Musoro Jammbe Z, Zwinderman Aeilko H, Puhan Milo A, ter Riet Gerben, Geskus Ronald B
Department of Clinical Epidemiology, Biostatistics and Bioinformatics, Academic Medical Center, University of Amsterdam, Meibergdreef 9, 1105 Amsterdam, the Netherlands.
BMC Med Res Methodol. 2014 Oct 16;14:116. doi: 10.1186/1471-2288-14-116.
In prognostic studies, the lasso technique is attractive since it improves the quality of predictions by shrinking regression coefficients, compared to predictions based on a model fitted via unpenalized maximum likelihood. Since some coefficients are set to zero, parsimony is achieved as well. It is unclear whether the performance of a model fitted using the lasso still shows some optimism. Bootstrap methods have been advocated to quantify optimism and generalize model performance to new subjects. It is unclear how resampling should be performed in the presence of multiply imputed data.

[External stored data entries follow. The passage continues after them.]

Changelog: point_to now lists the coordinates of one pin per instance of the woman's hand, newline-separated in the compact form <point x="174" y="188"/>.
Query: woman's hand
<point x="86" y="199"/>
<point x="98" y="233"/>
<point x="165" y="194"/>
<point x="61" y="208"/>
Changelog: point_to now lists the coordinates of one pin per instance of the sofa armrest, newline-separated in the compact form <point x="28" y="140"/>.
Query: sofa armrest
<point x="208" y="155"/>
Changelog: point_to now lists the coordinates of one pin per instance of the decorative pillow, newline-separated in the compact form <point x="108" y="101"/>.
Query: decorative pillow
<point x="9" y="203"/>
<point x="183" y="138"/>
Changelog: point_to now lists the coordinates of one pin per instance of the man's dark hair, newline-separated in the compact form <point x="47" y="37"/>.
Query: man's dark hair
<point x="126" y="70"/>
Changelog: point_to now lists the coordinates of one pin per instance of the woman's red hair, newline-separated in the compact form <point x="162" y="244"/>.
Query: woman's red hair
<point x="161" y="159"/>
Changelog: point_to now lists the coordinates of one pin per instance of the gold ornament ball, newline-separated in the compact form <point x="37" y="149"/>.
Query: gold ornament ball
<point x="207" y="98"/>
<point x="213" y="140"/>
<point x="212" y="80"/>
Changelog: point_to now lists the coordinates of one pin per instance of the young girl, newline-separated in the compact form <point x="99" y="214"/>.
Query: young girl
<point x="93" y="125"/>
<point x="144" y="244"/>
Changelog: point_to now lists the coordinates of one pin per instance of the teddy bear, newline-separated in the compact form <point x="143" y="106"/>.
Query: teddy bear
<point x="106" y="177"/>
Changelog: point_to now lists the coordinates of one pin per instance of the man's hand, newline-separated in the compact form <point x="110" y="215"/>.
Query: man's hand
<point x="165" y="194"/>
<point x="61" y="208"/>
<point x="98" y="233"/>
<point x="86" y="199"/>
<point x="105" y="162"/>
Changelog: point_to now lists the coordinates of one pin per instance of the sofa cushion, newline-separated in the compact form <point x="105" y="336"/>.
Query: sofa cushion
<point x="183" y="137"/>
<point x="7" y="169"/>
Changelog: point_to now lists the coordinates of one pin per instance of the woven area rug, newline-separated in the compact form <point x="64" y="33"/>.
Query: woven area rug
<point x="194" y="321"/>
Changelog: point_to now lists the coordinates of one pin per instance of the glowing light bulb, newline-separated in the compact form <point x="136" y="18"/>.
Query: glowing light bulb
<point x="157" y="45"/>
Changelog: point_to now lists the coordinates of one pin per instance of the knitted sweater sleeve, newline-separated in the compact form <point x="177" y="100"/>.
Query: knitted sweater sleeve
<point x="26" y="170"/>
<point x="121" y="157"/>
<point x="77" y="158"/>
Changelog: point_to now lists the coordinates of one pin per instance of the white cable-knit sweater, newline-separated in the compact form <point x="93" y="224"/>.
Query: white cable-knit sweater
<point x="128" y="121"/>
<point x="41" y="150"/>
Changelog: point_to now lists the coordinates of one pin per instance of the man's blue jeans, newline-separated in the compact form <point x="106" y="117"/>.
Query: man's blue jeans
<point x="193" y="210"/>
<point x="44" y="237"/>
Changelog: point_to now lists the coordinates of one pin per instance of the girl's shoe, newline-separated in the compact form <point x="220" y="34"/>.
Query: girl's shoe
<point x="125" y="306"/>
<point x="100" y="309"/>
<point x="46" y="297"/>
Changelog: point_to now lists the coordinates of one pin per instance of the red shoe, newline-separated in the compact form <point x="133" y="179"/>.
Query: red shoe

The data were based on a cohort of Chronic Obstructive Pulmonary Disease patients. We constructed models to predict Chronic Respiratory Questionnaire dyspnea 6 months ahead. Optimism of the lasso model was investigated by comparing 4 approaches of handling multiply imputed data in the bootstrap procedure, using the study data and simulated data sets. In the first 3 approaches, data sets that had been completed via multiple imputation (MI) were resampled, while the fourth approach resampled the incomplete data set and then performed MI.
The discriminative model performance of the lasso was optimistic. There was suboptimal calibration due to over-shrinkage. The estimate of optimism was sensitive to the choice of handling imputed data in the bootstrap resampling procedure. Resampling the completed data sets underestimates optimism, especially if, within a bootstrap step, selected individuals differ over the imputed data sets. Incorporating the MI procedure in the validation yields estimates of optimism that are closer to the true value, albeit slightly too larger.
Performance of prognostic models constructed using the lasso technique can be optimistic as well. Results of the internal validation are sensitive to how bootstrap resampling is performed.
在预后研究中,套索技术很有吸引力,因为与基于无惩罚最大似然估计拟合的模型相比,它通过收缩回归系数提高了预测质量。由于一些系数被设置为零,还实现了简约性。尚不清楚使用套索拟合的模型性能是否仍表现出一定的乐观性。有人主张使用自助法来量化乐观性并将模型性能推广到新的研究对象。尚不清楚在存在多重填补数据的情况下应如何进行重采样。
数据基于一组慢性阻塞性肺疾病患者。我们构建了模型来预测6个月后的慢性呼吸问卷呼吸困难情况。通过比较在自助程序中处理多重填补数据的4种方法,利用研究数据和模拟数据集,研究套索模型的乐观性。在前3种方法中,对通过多重填补(MI)完成的数据集进行重采样,而第4种方法对不完整数据集进行重采样,然后进行MI。
套索的判别模型性能是乐观的。由于过度收缩,存在校准欠佳的情况。乐观性估计对自助重采样程序中处理填补数据的选择很敏感。对完成的数据集进行重采样会低估乐观性,尤其是在一个自助步骤中,如果所选个体在填补数据集之间存在差异。在验证中纳入MI程序会得出更接近真实值的乐观性估计,尽管略大一点。
使用套索技术构建的预后模型性能也可能是乐观的。内部验证结果对自助重采样的执行方式很敏感。